Growers convert mores acres to organic

11/03/2011 03:57:00 PM
Coral Beach

Growers’ ongoing conversion of acreage from conventional to organic means distributors and retailers can expect sales to continue increasing as supplies expand.

Huge increases from 2006 through 2010, such as 193% growth for organic strawberries, help drive conversion, said Steve Lutz, executive director of Chicago-based Perishables Group.

The strawberry numbers were the extreme example, Lutz said, but other organic commodities had stunning growth in the same period.

Data from The Perishables Group showed organic apple sales jumped 95%, tomatoes increased 62% and packaged salads went up 55%.

Organics account for only 3.4% to 5.4% of all fresh produce sales, according to Lutz. But there is enough room for growth that growers are increasingly converting to and adding organic acreage.

Better distribution has been one key in the trend, Lutz said.

CabalunaAt Earthbound Farm in San Juan Bautista, Calif., more organic ground is seen as a good thing, even though it means more competition for the all-organic company.

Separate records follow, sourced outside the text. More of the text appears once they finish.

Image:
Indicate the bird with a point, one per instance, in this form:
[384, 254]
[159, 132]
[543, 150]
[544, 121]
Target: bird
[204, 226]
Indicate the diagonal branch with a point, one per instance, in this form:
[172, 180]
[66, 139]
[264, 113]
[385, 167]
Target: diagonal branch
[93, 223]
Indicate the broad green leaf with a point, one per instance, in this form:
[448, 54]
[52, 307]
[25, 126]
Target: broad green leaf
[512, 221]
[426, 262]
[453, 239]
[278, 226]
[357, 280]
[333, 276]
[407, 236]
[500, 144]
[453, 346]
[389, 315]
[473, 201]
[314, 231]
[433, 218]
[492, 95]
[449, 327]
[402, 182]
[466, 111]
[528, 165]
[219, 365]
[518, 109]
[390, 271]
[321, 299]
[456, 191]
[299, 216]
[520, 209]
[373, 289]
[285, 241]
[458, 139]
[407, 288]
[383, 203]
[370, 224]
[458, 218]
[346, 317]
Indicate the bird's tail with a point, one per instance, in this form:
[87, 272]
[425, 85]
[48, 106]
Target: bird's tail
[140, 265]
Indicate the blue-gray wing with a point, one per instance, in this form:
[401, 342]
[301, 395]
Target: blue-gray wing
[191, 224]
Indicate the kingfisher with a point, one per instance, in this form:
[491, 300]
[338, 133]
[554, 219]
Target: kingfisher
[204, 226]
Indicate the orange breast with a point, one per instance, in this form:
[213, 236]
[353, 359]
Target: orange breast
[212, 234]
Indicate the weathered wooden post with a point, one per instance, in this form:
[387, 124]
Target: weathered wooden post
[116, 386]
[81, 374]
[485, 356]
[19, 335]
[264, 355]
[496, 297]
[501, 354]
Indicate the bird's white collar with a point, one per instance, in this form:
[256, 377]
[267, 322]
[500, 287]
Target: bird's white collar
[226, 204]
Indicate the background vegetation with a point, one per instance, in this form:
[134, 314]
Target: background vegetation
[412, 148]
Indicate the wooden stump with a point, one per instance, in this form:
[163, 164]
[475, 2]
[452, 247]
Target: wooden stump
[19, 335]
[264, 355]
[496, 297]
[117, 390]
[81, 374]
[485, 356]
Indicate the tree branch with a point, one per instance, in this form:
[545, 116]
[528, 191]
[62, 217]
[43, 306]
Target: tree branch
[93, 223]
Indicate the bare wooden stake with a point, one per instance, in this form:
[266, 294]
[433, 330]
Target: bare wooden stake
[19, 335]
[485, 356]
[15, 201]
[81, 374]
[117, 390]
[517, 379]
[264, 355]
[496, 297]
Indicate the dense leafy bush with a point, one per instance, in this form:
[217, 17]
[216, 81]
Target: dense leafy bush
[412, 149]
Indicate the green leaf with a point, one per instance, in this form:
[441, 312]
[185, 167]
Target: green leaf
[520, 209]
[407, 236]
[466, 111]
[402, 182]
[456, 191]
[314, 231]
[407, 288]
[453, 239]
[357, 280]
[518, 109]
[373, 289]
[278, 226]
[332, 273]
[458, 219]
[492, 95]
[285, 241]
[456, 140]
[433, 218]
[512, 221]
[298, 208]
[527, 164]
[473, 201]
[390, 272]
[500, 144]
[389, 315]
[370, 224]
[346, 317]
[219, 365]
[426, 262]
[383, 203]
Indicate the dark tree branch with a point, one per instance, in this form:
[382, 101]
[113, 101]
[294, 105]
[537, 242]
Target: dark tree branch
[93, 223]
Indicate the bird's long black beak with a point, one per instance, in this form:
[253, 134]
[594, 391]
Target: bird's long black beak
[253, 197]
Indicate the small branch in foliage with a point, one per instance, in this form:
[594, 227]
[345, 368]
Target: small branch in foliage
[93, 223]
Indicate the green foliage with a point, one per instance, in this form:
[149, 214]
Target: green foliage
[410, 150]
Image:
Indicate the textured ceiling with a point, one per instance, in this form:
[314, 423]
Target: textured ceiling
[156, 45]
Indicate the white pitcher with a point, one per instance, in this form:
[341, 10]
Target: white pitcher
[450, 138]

“Of course you have to contemplate your competition,” said Samantha Cabaluna, communications director for Earthbound Farm. “At the same time, we think the more land converted to organic, the better it is for the people eating that food and the planet.”

Momentum growing

The stars are aligning for growth potential for fresh produce in general and organics specifically, said Lorna Christie, executive vice president of the Produce Marketing Association.

For example, Washington has almost 1,000 apple acres in transition to organic, according to the Washington Agricultural Statistics Service. As of Jan. 1, there were 14,818 acres of certified organic apples in the state, representing about 9% of total apple acreage.

There’s no reason to think growth in organic production can’t continue, said Kathleen Merrigan, deputy secretary of the U.S. Department of Agriculture.

Recent organic conversion and expansion examples in the fresh produce include:

Deardorff Family Farms

Fourth-generation growers known for their commitment to sustainable practices, the owners of Deardorff Family Farms have about 25% of their production acreage in organics, said co-owner Scott Deardorff.

That’s significantly more than the Oxnard, Calif., operation had just two years ago.

Since 2009, Deardorff has added organic strawberries, collards, cabbage, chards and zucchini.

In July, the company added an organic celery grower and tested organic leaf lettuce for potential expansion.